Distributing meals to needy students with the Ministry of Education (MOE)
Much credit goes to CFS’s partnership with the Ministry of Education with the Recess@Home initiative. The persistent efforts of the dedicated civil servants in MOE shone through, as they worked tirelessly with CFS in disbursing funds to needy students in the fastest way possible.
More than $1.3 million has been disbursed through MOE to the Recess@Home initiative and helping more than 28,000 needy students to receive their meals. The subsidies were disbursed via top-ups to the students’ School Smartcard which students could use to purchase food and essential groceries at some hawker centres, food courts, minimarts, convenience stores and supermarkets.
“Thank you for helping us with our daily expenses during the circuit break period. It really helped our family financially as our parents do not have enough money to give us pocket money every day. Having this really helped us because sometimes we try to save the money our parents give us. We are really grateful because not many people have this opportunity.’’ said Primary 6 sisters, Liyana and Hanayani.
Putting a roof over the heads of rough sleepers with SafeSleep@Home
For the initiative SafeSleep@Home, almost $200,000 was disbursed to help more than 300 rough sleepers to find shelter during the circuit breaker period and obtain more permanent housing in the long term. The funds also went towards providing them with daily necessities and food supplies.
CFS has collaborated with four charity partners to provide temporary housing, overhead support, and home transition funds for over 300 individuals, including families. About 10 percent had successfully transitioned into long-term permanent housing, while the rest are in the process of doing so.
Other Community Grants disbursed by CFS
Through our community partner Filos Community Services, CARE packs were distributed to 250 vulnerable and isolated elderly and 50 low income families. These CARE packs contained tip sheets on hygiene, hand washing, use of masks, home exercises and helplines. Essentials such as antiseptic soaps, dettol, vitamin c, tissue packs, stretch bands or water bottles to be used for home exercises, thermometers, biscuits and milo, hand sanitizer and masks were also included.

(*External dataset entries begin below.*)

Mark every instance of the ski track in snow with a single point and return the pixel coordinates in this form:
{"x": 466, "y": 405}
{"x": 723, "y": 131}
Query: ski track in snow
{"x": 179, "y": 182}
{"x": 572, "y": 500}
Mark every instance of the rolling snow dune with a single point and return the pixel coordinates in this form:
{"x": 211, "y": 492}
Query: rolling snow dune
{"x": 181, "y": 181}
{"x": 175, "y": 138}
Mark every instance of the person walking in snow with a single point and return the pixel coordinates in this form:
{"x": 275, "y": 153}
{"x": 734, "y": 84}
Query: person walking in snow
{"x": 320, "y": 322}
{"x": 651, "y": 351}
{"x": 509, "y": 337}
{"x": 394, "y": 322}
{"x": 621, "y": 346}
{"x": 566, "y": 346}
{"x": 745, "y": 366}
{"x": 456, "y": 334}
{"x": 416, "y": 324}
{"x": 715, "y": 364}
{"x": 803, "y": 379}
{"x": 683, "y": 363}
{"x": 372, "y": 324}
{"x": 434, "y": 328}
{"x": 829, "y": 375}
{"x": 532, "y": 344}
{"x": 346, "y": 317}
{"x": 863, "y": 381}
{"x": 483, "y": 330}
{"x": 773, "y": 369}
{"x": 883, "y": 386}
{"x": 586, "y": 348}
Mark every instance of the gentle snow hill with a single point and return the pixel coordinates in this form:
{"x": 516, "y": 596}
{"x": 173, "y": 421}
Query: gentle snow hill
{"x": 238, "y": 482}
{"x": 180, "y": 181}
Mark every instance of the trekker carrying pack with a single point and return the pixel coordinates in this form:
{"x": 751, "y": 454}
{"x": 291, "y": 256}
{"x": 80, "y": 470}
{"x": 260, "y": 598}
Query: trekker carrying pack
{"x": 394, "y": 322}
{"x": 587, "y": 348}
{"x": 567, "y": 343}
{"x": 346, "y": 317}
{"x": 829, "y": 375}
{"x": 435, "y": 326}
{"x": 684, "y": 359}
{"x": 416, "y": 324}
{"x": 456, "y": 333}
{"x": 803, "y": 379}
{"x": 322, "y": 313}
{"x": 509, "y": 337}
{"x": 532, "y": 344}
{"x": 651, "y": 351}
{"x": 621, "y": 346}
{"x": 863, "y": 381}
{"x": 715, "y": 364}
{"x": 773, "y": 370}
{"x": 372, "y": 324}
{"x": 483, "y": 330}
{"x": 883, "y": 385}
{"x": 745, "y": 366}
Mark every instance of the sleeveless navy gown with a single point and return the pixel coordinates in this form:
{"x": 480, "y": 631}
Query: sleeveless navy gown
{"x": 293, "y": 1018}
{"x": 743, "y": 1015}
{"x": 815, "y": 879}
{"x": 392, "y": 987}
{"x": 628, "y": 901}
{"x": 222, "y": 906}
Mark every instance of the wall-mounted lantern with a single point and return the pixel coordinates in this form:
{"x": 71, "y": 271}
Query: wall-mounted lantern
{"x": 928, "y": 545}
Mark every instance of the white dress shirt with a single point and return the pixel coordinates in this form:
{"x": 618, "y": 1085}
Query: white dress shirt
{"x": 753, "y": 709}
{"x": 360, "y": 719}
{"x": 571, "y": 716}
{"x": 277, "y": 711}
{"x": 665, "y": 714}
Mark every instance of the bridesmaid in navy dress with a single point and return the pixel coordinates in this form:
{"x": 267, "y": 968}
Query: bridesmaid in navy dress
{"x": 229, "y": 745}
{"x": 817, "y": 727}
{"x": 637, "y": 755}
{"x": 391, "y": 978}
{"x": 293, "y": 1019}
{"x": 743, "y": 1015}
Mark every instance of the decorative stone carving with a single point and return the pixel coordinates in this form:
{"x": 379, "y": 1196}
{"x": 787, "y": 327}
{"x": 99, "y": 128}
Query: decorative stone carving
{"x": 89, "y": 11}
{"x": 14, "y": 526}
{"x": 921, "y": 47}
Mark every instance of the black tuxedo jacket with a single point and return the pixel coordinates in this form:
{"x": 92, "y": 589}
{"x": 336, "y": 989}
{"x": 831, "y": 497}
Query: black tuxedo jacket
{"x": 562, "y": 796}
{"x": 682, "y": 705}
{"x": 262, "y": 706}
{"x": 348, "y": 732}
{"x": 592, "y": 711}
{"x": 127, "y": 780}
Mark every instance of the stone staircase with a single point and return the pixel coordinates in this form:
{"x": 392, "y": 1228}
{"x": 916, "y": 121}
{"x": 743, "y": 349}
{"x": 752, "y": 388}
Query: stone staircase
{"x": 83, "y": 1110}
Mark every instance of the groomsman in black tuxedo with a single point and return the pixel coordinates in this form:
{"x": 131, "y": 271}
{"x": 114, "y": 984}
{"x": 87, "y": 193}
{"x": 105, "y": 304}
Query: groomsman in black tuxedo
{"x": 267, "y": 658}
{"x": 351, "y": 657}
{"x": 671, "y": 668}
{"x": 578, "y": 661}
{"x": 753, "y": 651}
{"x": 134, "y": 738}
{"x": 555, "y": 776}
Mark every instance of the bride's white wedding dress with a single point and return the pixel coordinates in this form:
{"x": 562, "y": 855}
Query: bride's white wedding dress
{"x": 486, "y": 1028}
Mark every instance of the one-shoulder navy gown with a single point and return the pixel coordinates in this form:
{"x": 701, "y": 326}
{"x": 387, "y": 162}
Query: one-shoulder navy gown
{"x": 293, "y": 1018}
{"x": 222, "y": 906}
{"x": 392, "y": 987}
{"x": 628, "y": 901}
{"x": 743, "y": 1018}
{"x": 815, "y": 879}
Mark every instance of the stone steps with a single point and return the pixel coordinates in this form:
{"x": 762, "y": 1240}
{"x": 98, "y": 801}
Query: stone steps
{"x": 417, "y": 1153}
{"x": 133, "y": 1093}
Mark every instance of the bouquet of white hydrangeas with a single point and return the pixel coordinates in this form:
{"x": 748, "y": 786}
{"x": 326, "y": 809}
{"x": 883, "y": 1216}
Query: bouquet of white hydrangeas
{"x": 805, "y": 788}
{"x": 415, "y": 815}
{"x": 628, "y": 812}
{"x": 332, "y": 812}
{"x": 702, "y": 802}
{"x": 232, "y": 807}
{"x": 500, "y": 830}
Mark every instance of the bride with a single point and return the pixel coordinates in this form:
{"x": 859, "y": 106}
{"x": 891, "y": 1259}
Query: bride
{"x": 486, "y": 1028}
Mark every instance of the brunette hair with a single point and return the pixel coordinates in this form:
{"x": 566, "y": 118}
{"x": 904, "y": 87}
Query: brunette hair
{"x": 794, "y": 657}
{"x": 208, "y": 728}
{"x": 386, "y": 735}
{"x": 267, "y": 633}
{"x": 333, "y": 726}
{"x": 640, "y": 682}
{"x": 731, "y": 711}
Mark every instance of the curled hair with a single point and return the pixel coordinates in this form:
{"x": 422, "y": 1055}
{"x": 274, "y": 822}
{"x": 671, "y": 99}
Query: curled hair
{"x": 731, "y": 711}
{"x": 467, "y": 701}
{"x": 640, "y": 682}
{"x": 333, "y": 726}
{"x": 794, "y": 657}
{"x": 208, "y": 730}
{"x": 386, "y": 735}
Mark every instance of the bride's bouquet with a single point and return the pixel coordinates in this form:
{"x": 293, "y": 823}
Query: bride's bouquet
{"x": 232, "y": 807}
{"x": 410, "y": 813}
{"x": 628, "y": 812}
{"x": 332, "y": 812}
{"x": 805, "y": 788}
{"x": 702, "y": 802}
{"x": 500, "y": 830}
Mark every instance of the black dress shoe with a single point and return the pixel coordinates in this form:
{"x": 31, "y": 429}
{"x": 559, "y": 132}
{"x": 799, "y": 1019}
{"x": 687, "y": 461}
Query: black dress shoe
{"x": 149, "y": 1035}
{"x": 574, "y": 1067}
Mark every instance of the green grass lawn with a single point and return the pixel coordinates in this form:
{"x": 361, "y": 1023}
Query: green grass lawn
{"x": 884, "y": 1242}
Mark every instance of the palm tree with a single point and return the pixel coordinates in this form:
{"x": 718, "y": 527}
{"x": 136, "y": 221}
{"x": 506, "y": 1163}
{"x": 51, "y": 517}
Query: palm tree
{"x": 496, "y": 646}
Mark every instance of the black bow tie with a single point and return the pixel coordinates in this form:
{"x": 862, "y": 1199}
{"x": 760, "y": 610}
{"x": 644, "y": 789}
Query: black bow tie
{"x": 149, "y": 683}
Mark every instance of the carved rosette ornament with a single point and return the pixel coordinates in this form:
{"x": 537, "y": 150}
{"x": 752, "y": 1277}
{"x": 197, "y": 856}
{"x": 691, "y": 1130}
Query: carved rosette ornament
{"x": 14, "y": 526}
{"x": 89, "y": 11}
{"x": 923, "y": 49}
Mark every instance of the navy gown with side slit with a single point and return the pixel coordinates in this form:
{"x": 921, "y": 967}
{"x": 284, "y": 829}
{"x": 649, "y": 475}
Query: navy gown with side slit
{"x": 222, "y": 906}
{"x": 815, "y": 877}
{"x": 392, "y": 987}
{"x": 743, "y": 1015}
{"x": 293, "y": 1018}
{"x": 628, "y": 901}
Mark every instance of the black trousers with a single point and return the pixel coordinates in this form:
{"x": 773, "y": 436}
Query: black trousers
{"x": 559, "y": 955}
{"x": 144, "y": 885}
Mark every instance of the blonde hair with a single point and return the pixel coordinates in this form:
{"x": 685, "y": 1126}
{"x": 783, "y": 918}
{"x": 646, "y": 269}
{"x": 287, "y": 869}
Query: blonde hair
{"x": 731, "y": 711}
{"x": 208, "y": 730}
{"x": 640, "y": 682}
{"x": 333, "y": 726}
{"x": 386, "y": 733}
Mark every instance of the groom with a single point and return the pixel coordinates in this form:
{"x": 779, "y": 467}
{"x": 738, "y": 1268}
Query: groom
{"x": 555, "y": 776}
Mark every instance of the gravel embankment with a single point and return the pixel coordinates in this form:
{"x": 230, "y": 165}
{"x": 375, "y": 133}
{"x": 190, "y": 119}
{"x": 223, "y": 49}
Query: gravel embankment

CFS also supported community partner Petapis, and provided funds to purchase essentials to 4 of their residential welfare homes to mitigate the risks of the infection such as personal protective equipment (PPEs) and thermometers. 300 beneficiaries benefitted from the essentials that the funds provided.
“The Sayang Sayang Fund’s measure of success is not by how much it has raised, but by the number of smiles on the faces of all the people it has helped. I feel tremendous gratitude for our partners both government and community, who have come together so compassionately to give aid to those in Singapore who are most in need. Thank you for your steadfast efforts and generosity,’’ says Catherine Loh, CEO of CFS.